Improvisation takes trust, good communication, creativity – and 15 seconds.
Matthew Lee, Centretown News
Lisgar Collegiate's improv team will compete in the Canadian Improv Games in March.
Lisgar Collegiate’s improv team combined those elements to win the regional tournament of the Canadian Improv Games on Jan. 19.
Lisgar and 31 other teams from schools in the Ottawa area took to the National Arts Centre stage, where they were given a suggestion from the audience and 15 seconds to create a compelling and creative four-minute performance in this high-energy event.
“What other venue lets 40 high school kids a night, actually say and do whatever they want on stage? That type of freedom in front of an audience is extremely rare,” says Al Connors, president and artistic director of the regional and national Canadian Improv Games.
Over the course of four nights, five teams of eight improv players competed in four events in an elimination contest leading to the Jan. 19 final.
Lisgar’s team finished with the highest score, securing its place in the nationals along with Glebe and Canterbury high schools.
Lisgar’s improv team has competed in the nationals almost every year since 2004, but has not won the national title since 2000.
Connors, who has directed the games for 12 years, says a good improv team takes commitment, communication and practice – which he admits is sometimes hard for high school students.
Lisgar’s improv team has no trouble with commitment. During the year, the team members practise three or four times a week.
Team member Lexa Michaelides says the team eats lunch together and makes plans outside of school, such as bowling, as team-bonding activities. This year, the team faced a new challenge – the teacher’s labour dispute – which kept the coach who started the team in 1996, Kathleen Klassen, from extracurricular activities.
“We’re getting by, but it sucks. It’s difficult not having her there,” says Adrian Manicom, another member of Lisgar’s improv team. He says a coach helps when they are stuck on a problem, if they can’t agree on an idea and generally just to guide and teach them.

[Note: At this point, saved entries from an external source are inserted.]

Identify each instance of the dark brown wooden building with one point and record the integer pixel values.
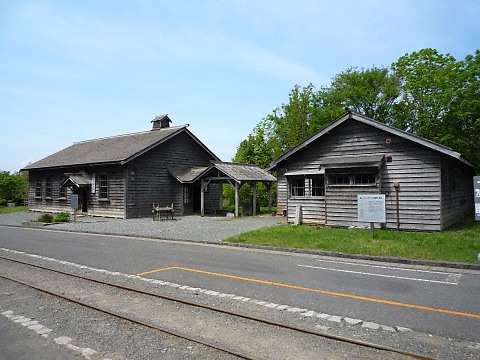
(427, 186)
(122, 176)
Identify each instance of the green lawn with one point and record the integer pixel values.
(8, 210)
(461, 244)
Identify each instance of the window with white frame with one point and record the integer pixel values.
(63, 192)
(297, 186)
(103, 186)
(48, 188)
(38, 188)
(317, 187)
(367, 178)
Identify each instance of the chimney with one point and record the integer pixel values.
(160, 122)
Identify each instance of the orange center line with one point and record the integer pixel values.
(319, 291)
(157, 270)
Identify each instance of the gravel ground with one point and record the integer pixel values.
(115, 339)
(194, 228)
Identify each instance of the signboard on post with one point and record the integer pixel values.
(476, 196)
(74, 205)
(371, 208)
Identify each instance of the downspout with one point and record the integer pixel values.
(396, 185)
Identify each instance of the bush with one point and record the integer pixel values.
(62, 217)
(48, 218)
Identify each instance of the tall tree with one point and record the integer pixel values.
(13, 187)
(429, 84)
(289, 124)
(372, 92)
(440, 99)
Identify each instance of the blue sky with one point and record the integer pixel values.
(78, 70)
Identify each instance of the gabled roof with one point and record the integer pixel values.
(76, 180)
(244, 172)
(368, 121)
(188, 175)
(112, 150)
(235, 171)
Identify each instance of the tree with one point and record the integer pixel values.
(440, 99)
(372, 92)
(257, 150)
(13, 187)
(290, 124)
(429, 85)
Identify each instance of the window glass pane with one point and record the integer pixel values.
(103, 187)
(38, 188)
(297, 187)
(48, 187)
(364, 179)
(318, 188)
(340, 179)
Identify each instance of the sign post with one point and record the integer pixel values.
(74, 205)
(476, 196)
(371, 208)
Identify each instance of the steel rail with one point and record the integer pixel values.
(138, 322)
(227, 312)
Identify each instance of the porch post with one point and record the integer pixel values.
(202, 198)
(237, 199)
(269, 185)
(254, 201)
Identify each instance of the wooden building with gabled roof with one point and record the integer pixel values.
(122, 176)
(427, 186)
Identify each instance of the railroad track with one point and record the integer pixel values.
(250, 352)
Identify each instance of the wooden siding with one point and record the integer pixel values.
(415, 167)
(152, 183)
(457, 199)
(111, 207)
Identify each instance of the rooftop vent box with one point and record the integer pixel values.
(160, 122)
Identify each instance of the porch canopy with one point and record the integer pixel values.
(75, 181)
(234, 173)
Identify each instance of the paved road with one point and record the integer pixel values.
(431, 300)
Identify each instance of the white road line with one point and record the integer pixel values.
(383, 275)
(385, 267)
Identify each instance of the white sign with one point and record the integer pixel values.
(74, 202)
(476, 196)
(94, 187)
(371, 208)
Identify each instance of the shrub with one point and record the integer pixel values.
(48, 218)
(62, 217)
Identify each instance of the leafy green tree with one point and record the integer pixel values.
(372, 92)
(440, 99)
(256, 149)
(429, 84)
(13, 187)
(289, 124)
(425, 93)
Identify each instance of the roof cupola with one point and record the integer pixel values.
(160, 122)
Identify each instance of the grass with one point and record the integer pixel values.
(460, 244)
(9, 210)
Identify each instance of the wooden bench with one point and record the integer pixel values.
(158, 210)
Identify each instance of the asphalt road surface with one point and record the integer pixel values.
(436, 301)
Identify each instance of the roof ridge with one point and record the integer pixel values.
(128, 134)
(234, 163)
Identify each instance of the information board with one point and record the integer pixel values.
(371, 208)
(74, 201)
(476, 196)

In the meantime, Eric Stewart, who graduated last year and was part of the improv team when he attended Lisgar, volunteers as a coach. Stewart is a first-year university student though, and not always able to come to practices, so the team also relies on parent volunteers for help.
“It’s tough. We generally need a grounded person who keeps us on track,” says Michaelides, who has stepped up as a team captain. She says team members are all equals, though she has taken on some administrative roles, such as organizing fundraisers and practices.
Connors says that having a coach or some sort of leader outside of the team is important for a strong improv unit.
A coach can “act as an outside eye to help kind of shape the team,” he says, “and remind them about what they are supposed to be doing and to push them to practise, because practicing is not something that is always a fun thing to do.”
The labour dispute has not only affected Lisgar’s team; cities such as Sudbury and Kingston, which also have regional competitions, have seen a drop of almost half in school participants, Connors says.
Ottawa’s regional tournament avoided this by introducing junior teams and allowing schools to enter more than one team.
Connors says games “are more like a sporting event than anything. It’s cheering for teams – we’re the only group, I’m pretty sure, that ever gets noise complaints at the National Arts Centre – it gets loud, it gets sweaty, it’s really high energy.”
Lisgar improv students say they love the high energy and positive attitude.
Michaelides says the team’s coach would tell them, “It doesn’t matter how you do. Have a great 16 minutes and hopefully you’ll get another 16 minutes.”
The Canadian Improv Games National Festival will take place over the last week of March at the National Arts Centre, with the top five teams competing for the 2013 title on March 30.